5 Sosok Perempuan di Dunia Kurator
Berita

5 Sosok Perempuan di Dunia Kurator

Ternyata, latar belakang mereka menjadi kurator sangat beragam.

Oleh:
FNH/CR20
Bacaan 2 Menit
Kolase Iva Diah Noor (kiri), Anna Lydia Yusuf (tengah), dan Esterina D. Ruru (kanan). Foto: FB dan DESTARA
Kolase Iva Diah Noor (kiri), Anna Lydia Yusuf (tengah), dan Esterina D. Ruru (kanan). Foto: FB dan DESTARA
Dunia kurator dan pengurus tak ubahnya seperti advokat. Cuma, kurator/pengurus harus berjuang membereskan aset debitor yang mungkin saja tersebar, menghadapi banyak kreditor, dan mungkin teror. Tanggung jawab kurator bukan hanya kepada para kreditor, tetapi juga kepada debitor dan hakim pengawas. Salah langkah, bisa saja kurator dilaporkan debitor atau kreditor ke polisi.

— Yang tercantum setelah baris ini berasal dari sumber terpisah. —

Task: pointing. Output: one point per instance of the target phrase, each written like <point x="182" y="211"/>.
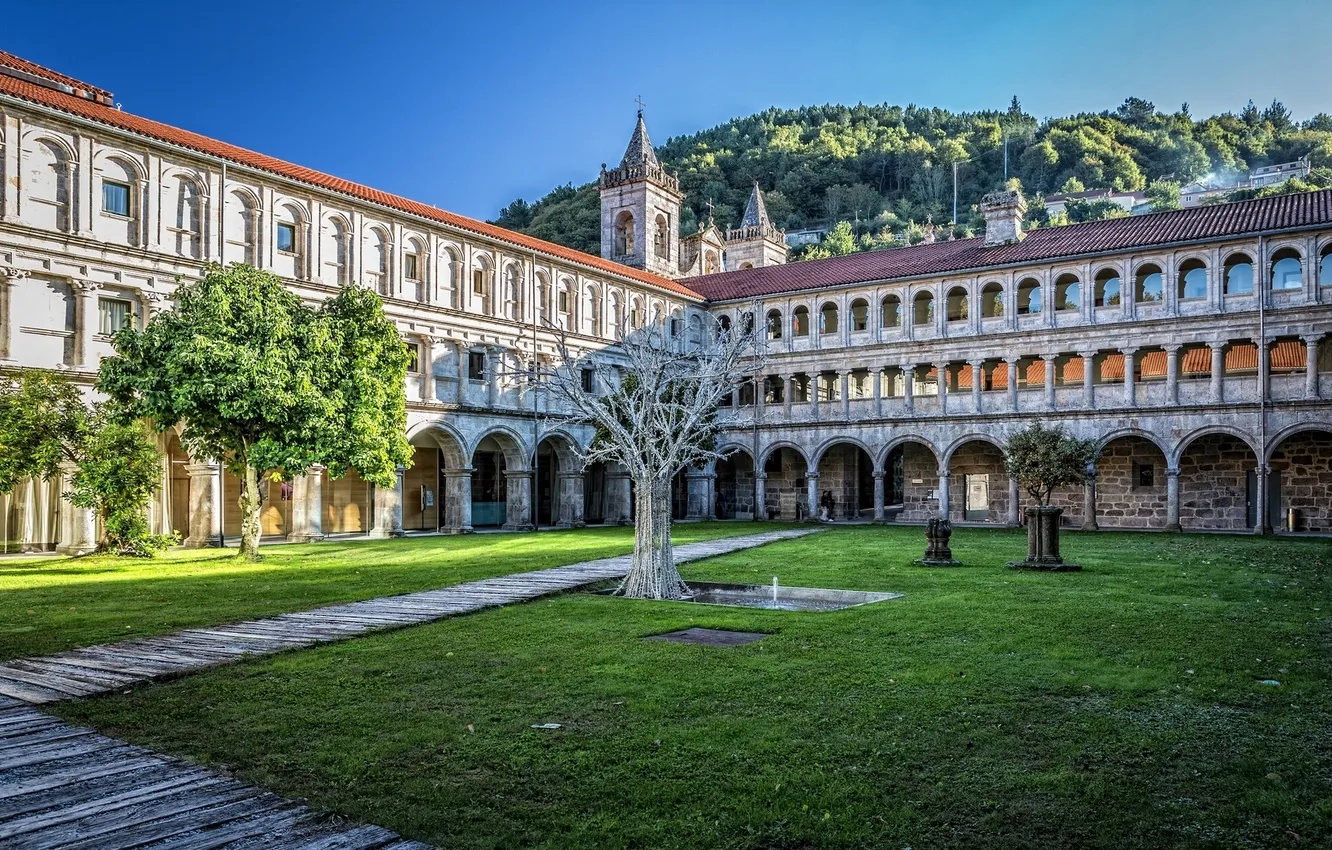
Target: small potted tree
<point x="1043" y="458"/>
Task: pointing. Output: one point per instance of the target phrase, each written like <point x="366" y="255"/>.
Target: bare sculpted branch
<point x="653" y="403"/>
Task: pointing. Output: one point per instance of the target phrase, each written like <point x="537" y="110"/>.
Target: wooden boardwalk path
<point x="112" y="666"/>
<point x="63" y="786"/>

Resiko pekerjaan itu tak mengurungkan niat sejumlah perempuan memilih kurator atau pengurus sebagai profesinya. Sepanjang dilakoni dengan sungguh-sungguh, profesi kurator atau pengurus pun tak kurang menantang. Yang senior dan yunior tetap bersemangat. Tanya saja kelima kurator perempuan yang diwawancarai hukumonline.

Esterina D. Ruru
Menyandang gelar insinyur (Ir) dan sarjana hukum (SH), nama Esterina D. Ruru sangat dikenal di kalangan anggota Asosiasi Kurator dan Pengurus Indonesia (AKPI). Di organisasi ini, Esterina tercatat sebagai bendahara umum periode kepengurusan 2013-2016.

Ia sosok yang mungkin amanah dalam mengelola dana organisasi. Buktinya, ia pernah dipercaya menjadi bendahara dalam beberapa organisasi seperti Asosiasi Advokat Indonesia (AAI), Ikatan Alumni Fakultas Hukum Universitas Indonesia, Ikatan Alumni Universitas Indonesia, dan Ikatan Arsitek Indonesia (IAI).

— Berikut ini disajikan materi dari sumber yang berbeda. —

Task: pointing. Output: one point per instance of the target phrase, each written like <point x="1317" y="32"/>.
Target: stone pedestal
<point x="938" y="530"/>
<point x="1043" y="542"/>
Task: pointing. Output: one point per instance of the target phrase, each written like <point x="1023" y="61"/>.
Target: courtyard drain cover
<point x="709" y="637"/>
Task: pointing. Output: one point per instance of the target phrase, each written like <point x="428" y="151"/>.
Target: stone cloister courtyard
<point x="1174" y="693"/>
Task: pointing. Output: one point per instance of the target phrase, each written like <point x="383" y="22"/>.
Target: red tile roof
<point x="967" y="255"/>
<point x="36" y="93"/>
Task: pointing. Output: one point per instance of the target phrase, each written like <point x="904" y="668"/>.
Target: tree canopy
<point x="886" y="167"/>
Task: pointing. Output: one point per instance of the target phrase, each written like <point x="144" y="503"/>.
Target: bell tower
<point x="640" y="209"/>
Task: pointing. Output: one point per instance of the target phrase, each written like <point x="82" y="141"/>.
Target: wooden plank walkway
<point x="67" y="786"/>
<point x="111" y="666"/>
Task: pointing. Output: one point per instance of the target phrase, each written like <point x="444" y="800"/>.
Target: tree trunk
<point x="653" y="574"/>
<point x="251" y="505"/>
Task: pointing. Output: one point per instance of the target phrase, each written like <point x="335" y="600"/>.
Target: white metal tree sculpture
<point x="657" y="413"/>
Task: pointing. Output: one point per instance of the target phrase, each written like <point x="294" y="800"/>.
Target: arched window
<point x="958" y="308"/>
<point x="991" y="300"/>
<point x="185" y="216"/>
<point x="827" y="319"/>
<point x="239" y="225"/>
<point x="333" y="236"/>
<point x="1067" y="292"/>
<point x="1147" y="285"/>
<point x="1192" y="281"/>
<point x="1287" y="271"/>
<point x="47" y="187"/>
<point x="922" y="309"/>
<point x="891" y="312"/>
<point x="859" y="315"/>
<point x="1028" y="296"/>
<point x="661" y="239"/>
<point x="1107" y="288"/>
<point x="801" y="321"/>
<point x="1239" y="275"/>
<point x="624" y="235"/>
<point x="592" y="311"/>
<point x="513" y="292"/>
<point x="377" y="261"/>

Lulus kuliah dari Universitas Indonesia, pilihan pekerjaan pertama Esterina adalah arsitek. Tetapi ketika terjadi krisis moneter pada 1997-1998, bisnis infrastruktur dan properti ambruk, dunia arsitektur lesu. Kondisi ini membuat Esterina mencoba jalan lain: profesi advokat. Lisensi sebagai advokat ia peroleh pada 1999.

Gelar insinyur menjadi bekal Esterina di kantor advokat karena ia sering diminta menangani kasus-kasus hukum yang berkaitan dengan konstruksi, infrastruktur, pemukiman, dan tata kota.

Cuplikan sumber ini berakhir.